Fernandez knew it was these roving food obsessions that were losing him his latest weight loss battle. The 53-year-old chemistry professor had been hovering between 275 and 295 pounds for most of his adult life. At 5’10”, that made him obese by most body mass index calculations. Then during the first year of the Covid-19 pandemic, while much of the rest of the country struggled with the “quarantine 15,” Fernandez shed 20 pounds while hunkering at his Massachusetts home. When he lost easy access to fast food, the weight followed.

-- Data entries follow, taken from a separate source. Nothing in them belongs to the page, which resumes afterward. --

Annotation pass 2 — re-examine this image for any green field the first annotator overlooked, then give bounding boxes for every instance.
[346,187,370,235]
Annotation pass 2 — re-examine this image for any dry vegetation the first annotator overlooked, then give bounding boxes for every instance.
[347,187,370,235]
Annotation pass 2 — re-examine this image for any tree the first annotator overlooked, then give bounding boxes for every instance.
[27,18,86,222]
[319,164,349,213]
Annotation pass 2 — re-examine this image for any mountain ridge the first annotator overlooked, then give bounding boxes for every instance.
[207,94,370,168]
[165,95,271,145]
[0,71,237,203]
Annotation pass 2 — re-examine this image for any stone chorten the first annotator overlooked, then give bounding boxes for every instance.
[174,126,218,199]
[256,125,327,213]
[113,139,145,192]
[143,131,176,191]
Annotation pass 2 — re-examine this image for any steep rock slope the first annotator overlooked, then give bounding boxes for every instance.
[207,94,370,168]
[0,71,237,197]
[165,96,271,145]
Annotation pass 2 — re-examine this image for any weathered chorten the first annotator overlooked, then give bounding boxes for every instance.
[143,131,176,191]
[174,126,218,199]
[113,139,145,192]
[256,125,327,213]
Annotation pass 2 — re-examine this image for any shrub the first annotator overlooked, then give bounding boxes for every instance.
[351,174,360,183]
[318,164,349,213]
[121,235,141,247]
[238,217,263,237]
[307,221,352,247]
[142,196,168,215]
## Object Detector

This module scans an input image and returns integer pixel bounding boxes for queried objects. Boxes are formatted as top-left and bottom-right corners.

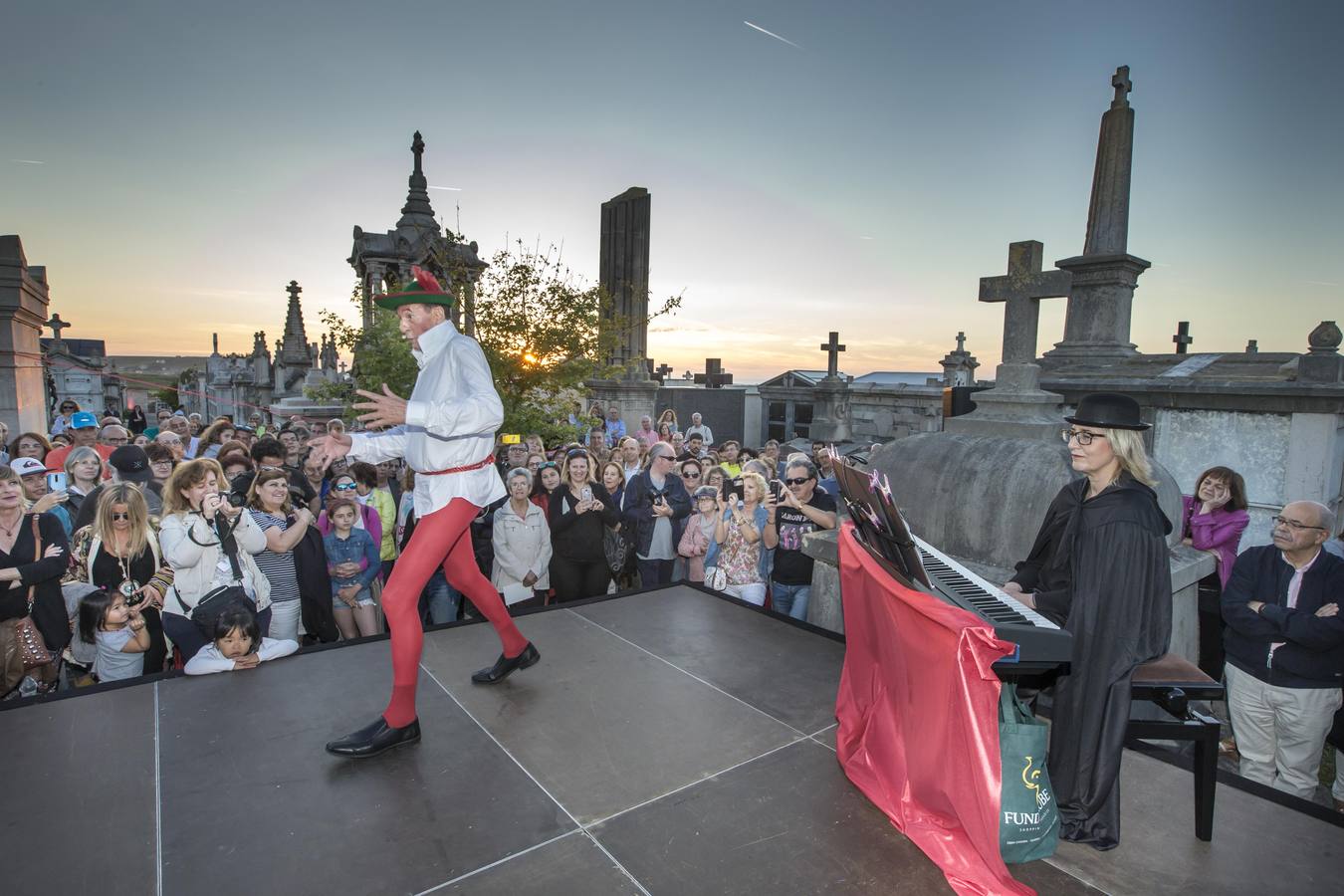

But as stores and restaurants began to open up again, the numbers on his scale crept steadily higher. So did the number of fatty acids and excess sugar in his blood. Around Thanksgiving 2021, Fernandez’s doctor approached him about trying something different: a new weight loss drug called Wegovy.

Originally developed for people with type 2 diabetes like Fernandez’s parents, Wegovy — the brand name for one of an expanding class of injectable medicines known as GLP-1 receptor agonists — was helping people lose up to 15% of their body weight. The needles initially made him hesitate. But by late February last year, Fernandez came around to the idea. The first time he tried Wegovy, he made his wife stand next to him just in case he fainted. But the pen hid the needle from sight and he barely felt it pierce his skin. By the end of that first month, his urges had evaporated.